Although the majority of seizures following pertussis vaccination are associated with fever, it was the consensus of the neurologists attending the workshop, that these do not represent febrile convulsions, but are non-benign convulsions.

The incidence of post-vaccine encephalopathy is difficult to ascertain. The most carefully conducted retrospective case-control study reported that the relative risk of a previously normal infant for the onset of an illness leading to encephalopathy with permanent subsequent disability was 4.2 times greater during the first 72 hours following DPT vaccination than in controls. From this study, the risk for permanent brain damage following DPT has been calculated as 1:310,000 doses.

It was the consensus of the workshop, and in particular of the participating neurologists, that although the vaccine may possibly accelerate neurologic signs or symptoms in some children, and a small proportion of apparent complications may be coincidental, there was no inherent difficulty in assigning cause and effect to the vaccine and subsequent permanent neurologic residua.

It was also the consensus that there was no demonstrated association between DPT vaccination and SIDS, because sudden death after pertussis vaccination is too rare to be detectable in the context of presently available series. Sudden death may occur in infants in the course of whooping cough, and following pertussis vaccination.

As was pointed out by several pediatric neurologists, the inherent problem in linking pertussis vaccination to infantile spasms is the extreme difficulty in determining the exact timing of their onset.
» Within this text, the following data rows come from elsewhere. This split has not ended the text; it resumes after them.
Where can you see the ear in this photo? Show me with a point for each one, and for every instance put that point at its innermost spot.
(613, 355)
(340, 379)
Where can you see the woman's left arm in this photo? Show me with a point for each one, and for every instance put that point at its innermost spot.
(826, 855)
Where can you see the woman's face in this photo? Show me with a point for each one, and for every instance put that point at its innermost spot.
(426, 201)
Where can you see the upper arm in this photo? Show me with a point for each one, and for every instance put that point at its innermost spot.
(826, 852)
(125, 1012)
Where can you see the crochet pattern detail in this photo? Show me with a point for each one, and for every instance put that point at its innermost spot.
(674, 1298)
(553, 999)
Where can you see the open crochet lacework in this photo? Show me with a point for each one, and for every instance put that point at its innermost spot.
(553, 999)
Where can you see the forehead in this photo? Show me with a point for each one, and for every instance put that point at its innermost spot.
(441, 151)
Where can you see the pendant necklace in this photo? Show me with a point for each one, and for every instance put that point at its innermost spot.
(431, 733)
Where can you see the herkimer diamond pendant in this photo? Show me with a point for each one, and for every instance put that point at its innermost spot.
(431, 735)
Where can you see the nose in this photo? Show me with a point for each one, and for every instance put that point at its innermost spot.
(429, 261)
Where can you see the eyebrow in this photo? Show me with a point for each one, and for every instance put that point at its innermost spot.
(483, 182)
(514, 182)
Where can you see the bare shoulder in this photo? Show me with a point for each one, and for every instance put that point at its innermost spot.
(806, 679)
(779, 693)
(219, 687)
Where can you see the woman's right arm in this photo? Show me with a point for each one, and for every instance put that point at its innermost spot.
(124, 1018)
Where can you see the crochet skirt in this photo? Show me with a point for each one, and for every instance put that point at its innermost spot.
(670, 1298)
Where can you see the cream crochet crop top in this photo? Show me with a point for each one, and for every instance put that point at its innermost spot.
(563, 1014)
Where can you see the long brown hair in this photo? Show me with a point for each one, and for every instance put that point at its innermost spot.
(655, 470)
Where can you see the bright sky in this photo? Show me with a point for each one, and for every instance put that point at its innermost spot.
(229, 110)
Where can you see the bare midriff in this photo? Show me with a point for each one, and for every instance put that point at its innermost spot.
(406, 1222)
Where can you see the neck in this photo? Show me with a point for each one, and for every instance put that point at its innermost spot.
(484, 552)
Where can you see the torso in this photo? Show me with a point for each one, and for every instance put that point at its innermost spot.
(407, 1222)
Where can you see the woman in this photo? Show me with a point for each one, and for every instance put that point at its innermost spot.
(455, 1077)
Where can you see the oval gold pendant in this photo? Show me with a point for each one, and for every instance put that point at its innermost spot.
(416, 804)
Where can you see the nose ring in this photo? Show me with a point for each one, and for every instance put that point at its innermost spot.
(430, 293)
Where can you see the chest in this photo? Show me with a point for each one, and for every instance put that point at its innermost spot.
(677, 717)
In implicating pertussis vaccination in the evolution of subsequent neurologic residua, a careful consideration of the mechanism for vaccine-induced brain damage plays an important supporting role. Pertussis toxin has been shown to alter cellular signalling. It also affects the catecholaminergic and GABAergic systems in brain. Although normally a protein of the size of PT would not be able to cross the blood-brain barrier, factors known to disrupt the blood-brain barrier include brief hypertensive episodes such as might occur during a coughing paroxysm, hypoxia, and prolonged seizures, whether or not they are accompanied by hypoxia. In addition, a direct, endotoxin-mediated attack on the endothelial cells could create a local defect of the bloodbrain barrier.

In summary, it was the consensus that there is sufficient experimental data to implicate both endotoxin and PT in adverse neurologic reactions to pertussis vaccine.